Below is my shell script from which I am trying to invoke few hive SQL queries which is working fine.
#!/bin/bash
DATE_YEST_FORMAT1=`perl -e 'use POSIX qw(strftime); print strftime "%Y-%m-%d",localtime(time()- 3600*504);'`
echo $DATE_YEST_FORMAT1
hive -e "
SELECT t1 [0] AS buyer_id
,t1 [1] AS item_id
,created_time
FROM (
SELECT split(ckey, '\\\\|') AS t1
,created_time
FROM (
SELECT CONCAT (
buyer_id
,'|'
,item_id
) AS ckey
,created_time
FROM dw_checkout_trans
WHERE to_date(from_unixtime(cast(UNIX_TIMESTAMP(created_time) AS BIGINT))) = '$DATE_YEST_FORMAT1' distribute BY ckey sort BY ckey
,created_time DESC
) a
WHERE rank(ckey) < 1
) X
ORDER BY buyer_id
,created_time DESC;"
sleep 120
QUERY1=`hive -e "
set mapred.job.queue.name=hdmi-technology;
SELECT SUM(total_items_purchased), SUM(total_items_missingormismatch) from lip_data_quality where dt='$DATE_YEST_FORMAT2';"`
Problem Statement:-
If you see my first hive -e
block after the echo $DATE_YEST_FORMAT1
. Sometimes that query gets failed due to certain reasons.

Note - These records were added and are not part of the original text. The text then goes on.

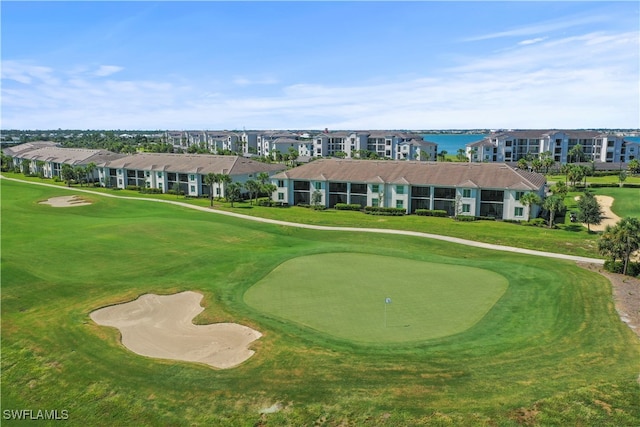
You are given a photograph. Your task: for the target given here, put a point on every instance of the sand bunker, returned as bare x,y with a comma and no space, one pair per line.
161,326
65,202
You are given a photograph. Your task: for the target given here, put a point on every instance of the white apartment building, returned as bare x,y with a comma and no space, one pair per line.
511,146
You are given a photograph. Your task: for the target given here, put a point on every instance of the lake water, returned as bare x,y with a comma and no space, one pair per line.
452,142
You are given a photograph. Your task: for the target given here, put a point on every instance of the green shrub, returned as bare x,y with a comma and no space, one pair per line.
430,212
536,222
347,207
633,268
379,210
465,218
603,184
150,191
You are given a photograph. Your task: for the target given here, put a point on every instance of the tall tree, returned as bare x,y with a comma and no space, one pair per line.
560,188
224,180
233,192
553,204
67,174
253,187
575,154
589,210
528,200
210,179
89,169
621,240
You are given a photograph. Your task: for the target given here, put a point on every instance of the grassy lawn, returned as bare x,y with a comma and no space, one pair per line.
551,350
568,238
428,300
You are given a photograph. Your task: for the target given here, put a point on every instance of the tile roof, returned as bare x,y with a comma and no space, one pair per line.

So currently what happens is that, if the first Hive SQL query
gets failed, then it goes to second Hive SQL query
after sleeping for 120 seconds
. And that is the thing I don't want. So Is there any way if the first query
gets failed dues to any reasons, it should get stopped automatically
at that point. And it should start running automatically from the starting again after few minutes(should be configurable)
Update:-
As suggested by Stephen
.
I tried something like this-
#!/bin/bash
hive -e " blaah blaah;"
RET_VAL=$?
echo $RET_VAL
if [ $RET_VAL -ne 0]; then
echo "HiveQL failed due to certain reason" | mailx -s "LIP Query Failed" -r rj@host.com rj@host.com
exit(1)
I got something like this below as an error and I didn't got any email too. Anything wrong with my syntax and approach?
syntax error at line 152: `exit' unexpected
Note:-
Zero is success here if the Hive Query is executed successfully.

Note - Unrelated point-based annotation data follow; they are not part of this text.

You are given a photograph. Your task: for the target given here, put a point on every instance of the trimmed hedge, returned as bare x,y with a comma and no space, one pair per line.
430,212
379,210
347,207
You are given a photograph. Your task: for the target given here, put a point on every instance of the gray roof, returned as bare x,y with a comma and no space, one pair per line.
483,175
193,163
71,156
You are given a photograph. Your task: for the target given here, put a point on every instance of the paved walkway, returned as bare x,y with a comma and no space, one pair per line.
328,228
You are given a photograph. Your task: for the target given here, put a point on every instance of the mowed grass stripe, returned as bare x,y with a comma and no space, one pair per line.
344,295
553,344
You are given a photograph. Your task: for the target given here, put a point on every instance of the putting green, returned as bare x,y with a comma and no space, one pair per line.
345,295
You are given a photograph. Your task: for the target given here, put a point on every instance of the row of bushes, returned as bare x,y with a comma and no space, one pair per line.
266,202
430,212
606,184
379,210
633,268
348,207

Another Update after putting the space:- After making changes like below
#!/bin/bash
hive -e " blaah blaah;"
RET_VAL=$?
echo $RET_VAL
if [ $RET_VAL -ne 0 ]; then
echo "HiveQL failed due to certain reason for LIP" | mailx -s "LIP Query Failed" -r rj@host.com rj@host.com
fi
exit
hive -e 'Another SQL Query;'
I got something like below-
RET_VAL=0
+ echo 0
0
+ [ 0 -ne 0 ]
+ exit
Status code was zero
as my first query was successful but my program exited after that and it didn't went to execute my second query? Why? I am missing something here for sure again.

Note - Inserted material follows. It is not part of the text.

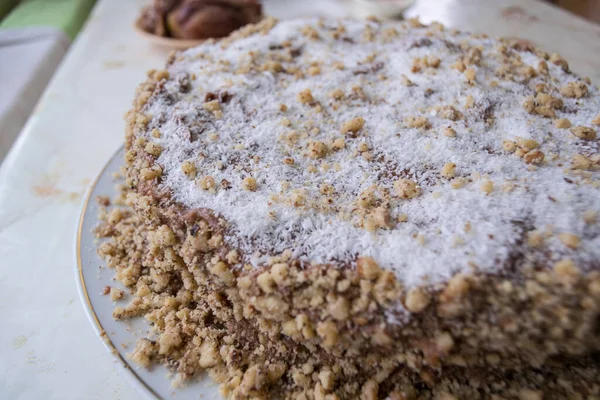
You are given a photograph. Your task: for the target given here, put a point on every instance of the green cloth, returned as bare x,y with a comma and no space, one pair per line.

Unless I'm misunderstanding the situation, it's very simple:
#!/bin/bash
DATE_YEST_FORMAT1=`perl -e 'use POSIX qw(strftime); print strftime "%Y-%m-%d",localtime(time()- 3600*504);'`
echo $DATE_YEST_FORMAT1
QUERY0="
SELECT t1 [0] AS buyer_id
,t1 [1] AS item_id
,created_time
FROM (
SELECT split(ckey, '\\\\|') AS t1
,created_time
FROM (
SELECT CONCAT (
buyer_id
,'|'
,item_id
) AS ckey
,created_time
FROM dw_checkout_trans
WHERE to_date(from_unixtime(cast(UNIX_TIMESTAMP(created_time) AS BIGINT))) = '$DATE_YEST_FORMAT1' distribute BY ckey sort BY ckey
,created_time DESC
) a
WHERE rank(ckey) < 1
) X
ORDER BY buyer_id
,created_time DESC;"
if hive -e "$QUERY0"
then
sleep 120
QUERY1=`hive -e "
set mapred.job.queue.name=hdmi-technology;
SELECT SUM(total_items_purchased), SUM(total_items_missingormismatch) from lip_data_quality where dt='$DATE_YEST_FORMAT2';"`
# ...and whatever you do with $QUERY1...
fi
The string $QUERY0
is for convenience, not necessity. The key point is that you can test whether a command succeeded (returned status 0) with the if
statement. The test
command (better known as [
) is just a command that returns 0 when the tested condition is met, and 1 (non-zero) when it is not met.
So, the if
statement runs the first hive
query; if it passes (exit status 0), then (and only then) does it move on to the actions in the then
clause.
I've resisted the temptation to reformat your SQL; suffice to say, it is not the layout I would use in my own code.